People who frequently use ChatGPT for writing tasks are accurate and robust detectors of AI-generated text
This addresses the problem of detecting AI-generated text for researchers and practitioners, showing human expertise can surpass current automated methods, though it is incremental as it builds on existing detection challenges.
The study found that humans who frequently use LLMs for writing tasks are highly effective at detecting AI-generated text, with a majority vote among five such experts misclassifying only 1 out of 300 articles, outperforming most automated detectors.
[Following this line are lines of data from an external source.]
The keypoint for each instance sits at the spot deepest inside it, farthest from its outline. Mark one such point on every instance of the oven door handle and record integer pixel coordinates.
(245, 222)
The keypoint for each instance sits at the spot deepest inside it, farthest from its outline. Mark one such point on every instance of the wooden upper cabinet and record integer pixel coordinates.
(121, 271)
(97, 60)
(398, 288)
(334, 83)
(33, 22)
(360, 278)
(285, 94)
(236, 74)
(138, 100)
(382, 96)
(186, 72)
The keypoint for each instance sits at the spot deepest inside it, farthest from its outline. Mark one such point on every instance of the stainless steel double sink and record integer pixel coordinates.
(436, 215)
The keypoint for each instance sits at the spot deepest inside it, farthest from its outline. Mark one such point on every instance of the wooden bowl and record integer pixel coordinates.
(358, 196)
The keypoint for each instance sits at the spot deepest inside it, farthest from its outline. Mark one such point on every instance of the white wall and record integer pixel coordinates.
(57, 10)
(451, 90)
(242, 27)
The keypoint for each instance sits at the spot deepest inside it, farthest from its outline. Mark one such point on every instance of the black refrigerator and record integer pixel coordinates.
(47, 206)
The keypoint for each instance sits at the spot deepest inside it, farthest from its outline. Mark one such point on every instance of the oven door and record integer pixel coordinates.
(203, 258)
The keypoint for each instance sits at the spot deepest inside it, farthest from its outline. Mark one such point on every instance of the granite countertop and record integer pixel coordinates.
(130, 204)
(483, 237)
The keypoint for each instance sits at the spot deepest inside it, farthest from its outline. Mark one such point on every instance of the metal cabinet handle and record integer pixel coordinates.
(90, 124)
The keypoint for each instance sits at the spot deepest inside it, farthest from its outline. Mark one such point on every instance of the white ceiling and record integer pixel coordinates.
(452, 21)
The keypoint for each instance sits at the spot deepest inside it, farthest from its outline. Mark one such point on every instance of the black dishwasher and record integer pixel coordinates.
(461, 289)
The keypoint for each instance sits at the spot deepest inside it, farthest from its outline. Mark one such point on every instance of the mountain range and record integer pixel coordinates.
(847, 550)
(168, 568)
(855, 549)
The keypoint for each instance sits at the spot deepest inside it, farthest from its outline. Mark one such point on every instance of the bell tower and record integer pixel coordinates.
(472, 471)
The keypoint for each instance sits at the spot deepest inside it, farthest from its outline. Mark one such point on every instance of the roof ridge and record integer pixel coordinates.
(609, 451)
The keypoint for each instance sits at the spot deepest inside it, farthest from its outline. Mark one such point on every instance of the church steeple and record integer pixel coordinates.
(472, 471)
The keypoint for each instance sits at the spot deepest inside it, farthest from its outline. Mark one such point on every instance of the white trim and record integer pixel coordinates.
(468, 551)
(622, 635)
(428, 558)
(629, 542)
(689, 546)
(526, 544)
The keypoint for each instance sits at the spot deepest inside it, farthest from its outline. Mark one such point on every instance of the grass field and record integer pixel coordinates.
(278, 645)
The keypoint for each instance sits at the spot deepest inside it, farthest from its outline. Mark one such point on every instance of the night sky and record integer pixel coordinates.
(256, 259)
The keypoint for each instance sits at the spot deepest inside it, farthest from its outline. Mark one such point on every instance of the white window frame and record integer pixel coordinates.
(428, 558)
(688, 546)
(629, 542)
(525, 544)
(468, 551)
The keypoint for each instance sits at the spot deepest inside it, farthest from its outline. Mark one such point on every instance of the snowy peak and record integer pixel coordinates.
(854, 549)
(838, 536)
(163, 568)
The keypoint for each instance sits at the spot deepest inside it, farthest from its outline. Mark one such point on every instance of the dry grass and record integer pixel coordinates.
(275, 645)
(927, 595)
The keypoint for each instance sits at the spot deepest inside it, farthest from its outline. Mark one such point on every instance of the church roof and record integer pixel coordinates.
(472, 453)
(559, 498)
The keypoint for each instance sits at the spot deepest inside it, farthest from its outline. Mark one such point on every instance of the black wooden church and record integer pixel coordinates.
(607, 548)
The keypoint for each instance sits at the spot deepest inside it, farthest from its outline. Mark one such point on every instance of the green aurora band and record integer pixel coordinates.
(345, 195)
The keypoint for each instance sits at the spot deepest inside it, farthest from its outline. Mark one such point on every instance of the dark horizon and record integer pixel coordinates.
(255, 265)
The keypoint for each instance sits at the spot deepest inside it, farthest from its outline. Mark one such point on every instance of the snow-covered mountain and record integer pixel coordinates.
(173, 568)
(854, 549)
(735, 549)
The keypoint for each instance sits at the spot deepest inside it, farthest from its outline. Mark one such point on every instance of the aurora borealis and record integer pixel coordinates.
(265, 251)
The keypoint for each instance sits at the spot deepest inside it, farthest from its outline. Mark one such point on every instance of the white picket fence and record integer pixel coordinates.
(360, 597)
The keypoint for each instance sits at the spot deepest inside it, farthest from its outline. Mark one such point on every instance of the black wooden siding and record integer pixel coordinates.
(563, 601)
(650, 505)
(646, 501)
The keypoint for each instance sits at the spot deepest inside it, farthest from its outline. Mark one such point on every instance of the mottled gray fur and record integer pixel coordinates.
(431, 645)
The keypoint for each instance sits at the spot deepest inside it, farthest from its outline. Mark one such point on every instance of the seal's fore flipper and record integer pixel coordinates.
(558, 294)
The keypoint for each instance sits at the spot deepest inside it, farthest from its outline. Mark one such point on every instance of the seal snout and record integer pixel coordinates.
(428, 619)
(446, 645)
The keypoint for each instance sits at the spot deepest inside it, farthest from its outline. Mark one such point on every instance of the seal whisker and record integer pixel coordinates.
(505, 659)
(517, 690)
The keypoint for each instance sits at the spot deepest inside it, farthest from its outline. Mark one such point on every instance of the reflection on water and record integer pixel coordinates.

In this paper, we study how well humans can detect text generated by commercial LLMs (GPT-4o, Claude, o1). We hire annotators to read 300 non-fiction English articles, label them as either human-written or AI-generated, and provide paragraph-length explanations for their decisions. Our experiments show that annotators who frequently use LLMs for writing tasks excel at detecting AI-generated text, even without any specialized training or feedback. In fact, the majority vote among five such "expert" annotators misclassifies only 1 of 300 articles, significantly outperforming most commercial and open-source detectors we evaluated even in the presence of evasion tactics like paraphrasing and humanization. Qualitative analysis of the experts' free-form explanations shows that while they rely heavily on specific lexical clues ('AI vocabulary'), they also pick up on more complex phenomena within the text (e.g., formality, originality, clarity) that are challenging to assess for automatic detectors. We release our annotated dataset and code to spur future research into both human and automated detection of AI-generated text.